If you violate the city’s requirements, regulators may fine you $250-$2000. Houston utilizes a progressive enforcement response plan with actions ranging from issuance of Notices of Violation (NOVs) and Administrative Orders to sewer or water service termination and administrative fines.
Needless to say, your restaurant could be shut down.

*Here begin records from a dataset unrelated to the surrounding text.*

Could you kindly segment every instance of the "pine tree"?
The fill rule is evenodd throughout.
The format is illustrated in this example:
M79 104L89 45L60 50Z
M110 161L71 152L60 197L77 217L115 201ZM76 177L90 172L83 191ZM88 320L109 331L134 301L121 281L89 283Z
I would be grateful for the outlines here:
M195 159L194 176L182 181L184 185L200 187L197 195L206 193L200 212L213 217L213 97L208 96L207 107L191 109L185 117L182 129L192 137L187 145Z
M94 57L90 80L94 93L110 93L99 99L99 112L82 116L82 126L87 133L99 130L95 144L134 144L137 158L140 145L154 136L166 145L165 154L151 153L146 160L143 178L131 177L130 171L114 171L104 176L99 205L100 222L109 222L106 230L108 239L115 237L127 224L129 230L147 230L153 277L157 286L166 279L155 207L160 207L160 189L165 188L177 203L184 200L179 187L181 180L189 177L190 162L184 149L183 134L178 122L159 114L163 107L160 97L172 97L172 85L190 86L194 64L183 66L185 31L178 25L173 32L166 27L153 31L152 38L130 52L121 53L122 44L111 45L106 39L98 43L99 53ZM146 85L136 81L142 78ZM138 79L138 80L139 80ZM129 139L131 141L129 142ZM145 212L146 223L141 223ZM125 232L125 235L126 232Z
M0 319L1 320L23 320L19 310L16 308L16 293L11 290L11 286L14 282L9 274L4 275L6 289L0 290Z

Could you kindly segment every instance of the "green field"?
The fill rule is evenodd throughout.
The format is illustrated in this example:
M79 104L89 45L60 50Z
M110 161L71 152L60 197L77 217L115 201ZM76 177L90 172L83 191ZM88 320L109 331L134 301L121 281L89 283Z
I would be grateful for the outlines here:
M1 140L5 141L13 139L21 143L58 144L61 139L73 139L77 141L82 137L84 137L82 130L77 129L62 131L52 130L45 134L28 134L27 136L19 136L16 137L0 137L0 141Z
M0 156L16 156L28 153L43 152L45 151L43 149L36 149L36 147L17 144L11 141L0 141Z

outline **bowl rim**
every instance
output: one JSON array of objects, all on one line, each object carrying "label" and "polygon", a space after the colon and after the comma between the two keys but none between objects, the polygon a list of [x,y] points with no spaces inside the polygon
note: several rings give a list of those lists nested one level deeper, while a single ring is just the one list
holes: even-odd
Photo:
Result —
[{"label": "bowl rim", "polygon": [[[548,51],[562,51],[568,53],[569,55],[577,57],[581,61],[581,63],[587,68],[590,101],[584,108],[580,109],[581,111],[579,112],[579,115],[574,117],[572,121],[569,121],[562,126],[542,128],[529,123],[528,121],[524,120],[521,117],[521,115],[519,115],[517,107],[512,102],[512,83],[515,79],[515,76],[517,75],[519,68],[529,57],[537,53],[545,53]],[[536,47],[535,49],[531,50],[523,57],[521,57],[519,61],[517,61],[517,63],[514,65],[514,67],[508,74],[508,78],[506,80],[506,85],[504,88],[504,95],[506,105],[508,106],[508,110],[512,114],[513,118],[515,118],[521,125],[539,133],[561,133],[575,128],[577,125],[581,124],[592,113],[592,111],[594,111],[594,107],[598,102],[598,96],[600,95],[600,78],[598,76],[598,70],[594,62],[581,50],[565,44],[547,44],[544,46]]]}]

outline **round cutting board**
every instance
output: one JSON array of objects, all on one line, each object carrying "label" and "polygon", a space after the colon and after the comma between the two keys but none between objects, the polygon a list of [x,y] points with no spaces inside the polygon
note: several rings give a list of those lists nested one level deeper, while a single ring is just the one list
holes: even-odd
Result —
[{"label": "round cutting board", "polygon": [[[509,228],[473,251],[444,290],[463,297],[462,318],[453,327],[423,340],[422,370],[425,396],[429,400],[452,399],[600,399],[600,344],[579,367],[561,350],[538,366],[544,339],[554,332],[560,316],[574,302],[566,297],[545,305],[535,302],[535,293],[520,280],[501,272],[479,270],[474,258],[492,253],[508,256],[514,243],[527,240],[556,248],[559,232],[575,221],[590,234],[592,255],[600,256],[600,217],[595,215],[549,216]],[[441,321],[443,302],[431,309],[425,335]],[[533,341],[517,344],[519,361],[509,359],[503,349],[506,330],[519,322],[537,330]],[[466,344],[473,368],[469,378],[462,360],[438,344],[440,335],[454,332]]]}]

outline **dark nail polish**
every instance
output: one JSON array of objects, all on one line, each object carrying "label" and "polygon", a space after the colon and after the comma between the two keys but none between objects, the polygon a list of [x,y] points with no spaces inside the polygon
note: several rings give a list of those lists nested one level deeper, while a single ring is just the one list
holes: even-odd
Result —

This blog explains the importance of Houston FOG regulations to restaurant owners and how to stay in compliance.
Houston FOG Inspections
In addition to showing up immediately in response to complaints, FOG inspectors regularly conduct surprise inspections on Houston restaurants. You need to be prepared at all times. Here’s what you need to know:
- Restaurants must have permits and renew them annually
- Traps/Interceptors must be cleaned every 90 days
- Inspections come without notice
- Violations results in significant fines
- Copies of manifests must be maintained for 5 years
During an inspection, the investigator will request the following documents:
- Original Fats, Oils, and Grease permit
- Copies of waste manifests for the past 5 years
- Notice of Waiver (if applicable)
- Copies of previous inspections
Inspectors will check your trap to see if the discharge is within established parameters. Your dumpster, rendering oil bin and the surrounding area will also be checked.
Clean Your Grease Trap Every 90 Days
Restaurants are required to have fully functional grease traps or interceptors to maintain their FOG Permit. The City of Houston Code of Ordinances mandates that every interceptor located within the incorporated City limits must be fully evacuated at least on a quarterly basis (every 90 days) unless a Notice of Waiver application is submitted and approved. In some cases, you may need to clean your grease trap even more often. The requirement for cleaning traps and interceptors is less than 90 days if:
Twenty-five percent or more of the wetted height of the grease trap or interceptor, as measured from the bottom of the device to the invert of the outlet pipe, contains floating materials, sediment, oils or greases.
What you should do now
- Make sure you are permitted with the city of Houston
- Talk to your grease trapper about preparing for inspections
- Check your manifests for compliance
- Review previous inspections
- If your discharge is low-volume, apply for a notice of waiver.
Being prepared for an inspection can save a restaurant time, money and damage to its reputation.